Current location - Trademark Inquiry Complete Network - Futures platform - What is a short market?
What is a short market?
BearMarket, also known as bear market, refers to the securities market with a long-term downward trend in price. The general trend of price changes is a continuous decline, which is characterized by a sharp decline and a slight increase.

The overall running trend of short market is downward. Although there is a rebound, but wave after wave of decline, most people are losing money. Although there are occasional opportunities, they are fleeting and difficult to capture and operate. There is no short-selling mechanism in China stock market, so investors should try to avoid re-entering the market and wait and see with money. Margin trading, stock index futures, commodity futures, etc.
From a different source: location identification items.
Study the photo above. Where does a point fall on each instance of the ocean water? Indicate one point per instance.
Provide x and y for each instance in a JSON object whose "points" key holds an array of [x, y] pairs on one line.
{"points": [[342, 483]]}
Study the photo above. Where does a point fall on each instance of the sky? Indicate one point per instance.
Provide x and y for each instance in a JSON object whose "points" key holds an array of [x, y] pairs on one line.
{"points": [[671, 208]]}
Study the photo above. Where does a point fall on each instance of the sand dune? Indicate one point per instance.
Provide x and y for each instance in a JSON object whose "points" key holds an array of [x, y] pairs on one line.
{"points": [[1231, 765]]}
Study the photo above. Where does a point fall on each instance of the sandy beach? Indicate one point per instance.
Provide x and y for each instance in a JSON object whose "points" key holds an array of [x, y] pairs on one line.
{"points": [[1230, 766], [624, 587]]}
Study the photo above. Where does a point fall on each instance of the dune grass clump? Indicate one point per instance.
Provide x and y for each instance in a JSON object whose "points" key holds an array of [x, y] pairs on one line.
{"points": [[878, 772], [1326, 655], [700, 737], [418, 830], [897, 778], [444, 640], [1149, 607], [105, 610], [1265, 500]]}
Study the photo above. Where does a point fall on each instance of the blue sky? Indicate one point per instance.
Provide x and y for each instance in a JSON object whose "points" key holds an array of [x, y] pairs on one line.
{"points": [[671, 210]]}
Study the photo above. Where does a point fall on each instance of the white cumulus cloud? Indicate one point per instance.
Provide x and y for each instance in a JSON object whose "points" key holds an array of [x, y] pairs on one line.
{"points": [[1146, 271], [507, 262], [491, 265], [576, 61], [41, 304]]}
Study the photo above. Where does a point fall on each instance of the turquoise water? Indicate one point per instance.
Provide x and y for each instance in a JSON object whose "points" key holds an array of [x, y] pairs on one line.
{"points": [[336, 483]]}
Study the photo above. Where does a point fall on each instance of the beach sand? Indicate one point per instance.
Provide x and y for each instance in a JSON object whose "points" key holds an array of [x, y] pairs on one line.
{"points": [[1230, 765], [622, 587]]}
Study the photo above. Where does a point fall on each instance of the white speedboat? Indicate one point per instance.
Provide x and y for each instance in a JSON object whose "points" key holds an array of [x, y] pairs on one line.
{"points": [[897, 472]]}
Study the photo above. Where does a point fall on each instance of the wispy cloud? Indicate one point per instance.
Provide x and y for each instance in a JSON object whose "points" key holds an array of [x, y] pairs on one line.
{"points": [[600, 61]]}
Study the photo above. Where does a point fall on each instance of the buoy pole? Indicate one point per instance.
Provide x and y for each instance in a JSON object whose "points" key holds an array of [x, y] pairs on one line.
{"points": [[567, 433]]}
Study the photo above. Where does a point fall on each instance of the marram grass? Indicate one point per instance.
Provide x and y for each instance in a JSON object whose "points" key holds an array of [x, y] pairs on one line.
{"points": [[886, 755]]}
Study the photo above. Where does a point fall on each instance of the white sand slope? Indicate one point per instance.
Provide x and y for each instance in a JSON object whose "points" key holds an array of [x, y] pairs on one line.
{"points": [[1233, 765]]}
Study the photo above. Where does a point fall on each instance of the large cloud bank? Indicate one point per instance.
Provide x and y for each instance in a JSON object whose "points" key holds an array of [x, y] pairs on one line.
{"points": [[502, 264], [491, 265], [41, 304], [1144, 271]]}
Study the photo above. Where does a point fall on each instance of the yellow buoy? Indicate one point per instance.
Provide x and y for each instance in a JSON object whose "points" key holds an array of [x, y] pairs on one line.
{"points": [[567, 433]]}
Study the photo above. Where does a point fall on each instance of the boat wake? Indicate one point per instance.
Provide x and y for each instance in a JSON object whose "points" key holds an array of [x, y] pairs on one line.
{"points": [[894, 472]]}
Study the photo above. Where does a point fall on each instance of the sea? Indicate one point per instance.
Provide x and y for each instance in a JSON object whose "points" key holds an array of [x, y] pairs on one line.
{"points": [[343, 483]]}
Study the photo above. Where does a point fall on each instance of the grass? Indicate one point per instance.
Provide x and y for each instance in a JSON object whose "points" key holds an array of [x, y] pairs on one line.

There are short-selling mechanisms that can be used to make profits.

Characteristics of bull market:

1, the market is generally optimistic, the popularity is boiling, and investors flock in, indicating that a short market is coming.

2. There is good news, but the stock price falls instead of rising.

3. The unfavorable news of the market keeps coming out, and the market is in a downturn, all of which are hung on the daily limit.

4. Enterprises, institutions and large households ship in large quantities. The trading volume has obviously enlarged, but the stock price has stagnated.

Investors have abstained, and the stocks that are about to be ex-dividend have no performance.

6. popularity spread, stocks sold off one after another, and stock prices fell rapidly.

7. Macroeconomic indicators showed an obvious downward trend, the surrounding markets fell in succession, the government adopted a tightening policy on the capital market, and prices rose rapidly.